1978: A small business owner has her bookkeeper log cash transactions in a One-Write manual entry system. Payroll is done on a separate ledger. Invoices are recorded in a journal. At the end of the year, these books are handed off to the accountant who then “writes-up” all of these transactions into a general ledger by re-entering the data and then records manual adjusting journal entries and then types up a financial statement and tax returns. The documents are printed and mailed for signature and filing.
1998: A small business owner has her bookkeeper record her transactions in a software – like QuickBooks, Peachtree or Accpac – which is installed on a computer in the office. Payroll is likely kept separately or outsourced to a service. Checks and invoices are printed and mailed. At the end of the year, the journals are either printed or exported to a floppy disk and given to the accountant who then manually re-enters the data into their own, separate system and, after making adjusting entries, creates financials and tax returns. The documents are printed and mailed for signature.
2018: A small business owner has her bookkeeper record her transactions in accounting software that is now hosted in the cloud. The software is integrated with her bank so that payments and deposits are automatically executed and recorded. Invoices are done not by the bookkeeper but by designated employees as work is performed. Her accountant now accesses this data remotely, where it integrates with a tax preparation software that eliminates duplicate data entry. Financials and returns are then created using the data entered by the small business owner, reviewed by the accountant, and electronically filed.
As little as twenty years ago, accountants were kept busy doing a lot of…well…busy work. Today, that busy work has been delegated to the client. And that’s as it should be. Clients don’t want to pay their accountants to do the work that they could easily be doing themselves. But they will happy pay for advice, strategy and guidance for better managing their businesses, saving taxes, increasing cash flow and putting money away for retirement.
Smart accountants realize this.
- They embrace technology that save them time.
- They encourage their clients to adopt cloud-based services that take the data then enter and keep it in a format that can be accessed – wherever and whenever – for financial and tax reporting purposes.

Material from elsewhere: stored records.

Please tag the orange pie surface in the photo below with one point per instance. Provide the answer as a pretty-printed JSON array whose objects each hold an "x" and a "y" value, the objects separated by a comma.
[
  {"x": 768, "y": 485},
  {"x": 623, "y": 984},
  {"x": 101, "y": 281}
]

- They are in favor of financial and tax software that does all the legwork – balance sheets, income statements, tax returns – so that they can spend their time reviewing and thinking about ways to save a client money.
- They profit because this type of service has a much greater value for their clients which means they can charge more fees. At the same time, their firms can keep employees and all of their associated overhead to a minimum.
So where is this all heading? That’s easy to see.
Clients doing not some, but all data entry. Cloud based systems that not only know how to capture all transactions but include bot technology that will ask clients whenever a transaction seems out of the ordinary or suggest ways to do better data entry based on a transaction’s details. Tax research being performed automatically by services using artificial intelligence (see what IBM Watson is doing with H&R Block). Automatic generation of accurate financial information and tax returns. Automatic responses to IRS requests. Software that continuously evaluates and monitors transactions throughout the year that checks for anomalies or irregular items.
This is all the “grunt” work being done by today’s accounting professional that tomorrow’s client will refuse to pay for. But don’t worry. They’ll always pay – a lot – for sound advice from a trusted, experienced human being to discuss the challenges and obstacles they face every day using the most current and accurate information available.